Étonnamment, les travaux empiriques menés depuis une vingtaine d’années sont plus circonspects. Il n’est, par exemple, pas clair que les pays qui disposent de ressources naturelles bénéficient d’un revenu par habitant plus élevé ou d’une croissance plus rapide. La découverte de ressources naturelles peut déstabiliser un pays aux institutions fragiles ou aiguiller les ressources disponibles vers le secteur de l’extraction aux dépens des autres secteurs. Pourtant, on a également observé que les ressources bénéficient aux régions qui les exploitent. Pour comprendre cette contradiction apparente, il faut être capable d’observer finement l’effet des ressources naturelles à l’intérieur d’un pays.
Le cas brésilien
C’est ce que nous avons fait dans une étude à paraître en analysant les communes brésiliennes (1). Le Brésil est un cas d’école parce qu’il produit du pétrole et du gaz mais pas suffisamment pour influencer leurs cours mondiaux. De plus, le Brésil a adopté un mécanisme de partage automatique des bénéfices du pétrole et du gaz entre ses communes en fonction de la présence de puits sur leur territoire ou à proximité de leurs côtes et du passage d’oléoducs et de gazoducs. On peut donc estimer l’effet du prix des hydrocarbures sur les communes brésiliennes sans que l’estimation soit contaminée par un effet en retour. On peut de plus nettement distinguer l’effet du prix des hydrocarbures sur les communes productrices et sur les autres.

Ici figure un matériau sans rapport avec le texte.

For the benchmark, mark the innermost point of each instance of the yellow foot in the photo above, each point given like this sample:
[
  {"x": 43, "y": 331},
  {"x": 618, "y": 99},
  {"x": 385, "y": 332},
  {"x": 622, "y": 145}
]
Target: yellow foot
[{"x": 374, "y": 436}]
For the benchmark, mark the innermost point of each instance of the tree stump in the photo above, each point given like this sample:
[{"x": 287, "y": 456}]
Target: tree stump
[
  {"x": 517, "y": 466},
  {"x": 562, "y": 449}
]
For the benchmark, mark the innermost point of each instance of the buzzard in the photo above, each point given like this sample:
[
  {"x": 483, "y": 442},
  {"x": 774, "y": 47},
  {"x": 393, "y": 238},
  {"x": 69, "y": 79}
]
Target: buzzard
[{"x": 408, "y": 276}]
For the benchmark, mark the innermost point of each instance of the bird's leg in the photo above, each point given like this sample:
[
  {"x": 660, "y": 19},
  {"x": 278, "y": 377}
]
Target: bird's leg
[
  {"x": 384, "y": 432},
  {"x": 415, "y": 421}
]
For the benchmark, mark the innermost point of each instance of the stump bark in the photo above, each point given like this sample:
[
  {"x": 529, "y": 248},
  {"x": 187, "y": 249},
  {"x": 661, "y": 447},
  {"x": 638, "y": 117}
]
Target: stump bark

Reste un défi de taille : mesurer l’activité économique à l’échelle des communes sachant qu’il n’existe pas de données de PIB municipal. La solution est venue de l’espace. Un ensemble de travaux menés depuis une dizaine d’années a montré que l’intensité des émissions lumineuses de nuit fournissait une approximation raisonnable de l’activité économique. Comme les satellites mesurent ces émissions avec une précision d’environ un kilomètre carré, on peut calculer les émissions lumineuses des communes. Il ne reste plus qu’à étudier la relation entre les recettes d’hydrocarbures perçues par les municipalités et leurs émissions lumineuses.
Émissions lumineuses
Nos résultats confirment que les communes productrices de pétrole se développent - émettent davantage de lumière la nuit - lorsque le prix des hydrocarbures augmente. En revanche, l’activité des communes situées dans un rayon de 150 kilomètres autour des communes productrices se ralentit. On observe le même phénomène sur les salaires. De plus, lorsqu’on étudie la relation entre recettes d’hydrocarbures et émissions lumineuses à l’échelle des régions, on n’observe plus de relation. Le bonheur des unes fait le malheur des autres et les deux effets se compensent à l’échelle régionale. Une hypothèse est que pour se développer, les communes productrices attirent des travailleurs et des capitaux aux dépens de leurs voisines.
Quoi qu’il en soit, nos résultats montrent la dimension géographique de l’effet de l’exploitation des ressources naturelles sur l’activité. Ce qui est une bénédiction pour les communes productrices peut être une malédiction pour leurs voisines, au risque d’accroître les inégalités régionales et de provoquer des tensions. Pour être équitable et politiquement soutenable, l’exploitation de ressources naturelles doit donc s’accompagner d’un mécanisme de partage de leurs bénéfices et d’aménagement du territoire.
(1) Phoebe W. Ishak et Pierre-Guillaume Méon, "A resource-rich neighbor is a misfortune : The spatial distribution of the resource curse in Brazil", à paraître dans Economic Development and Cultural Change."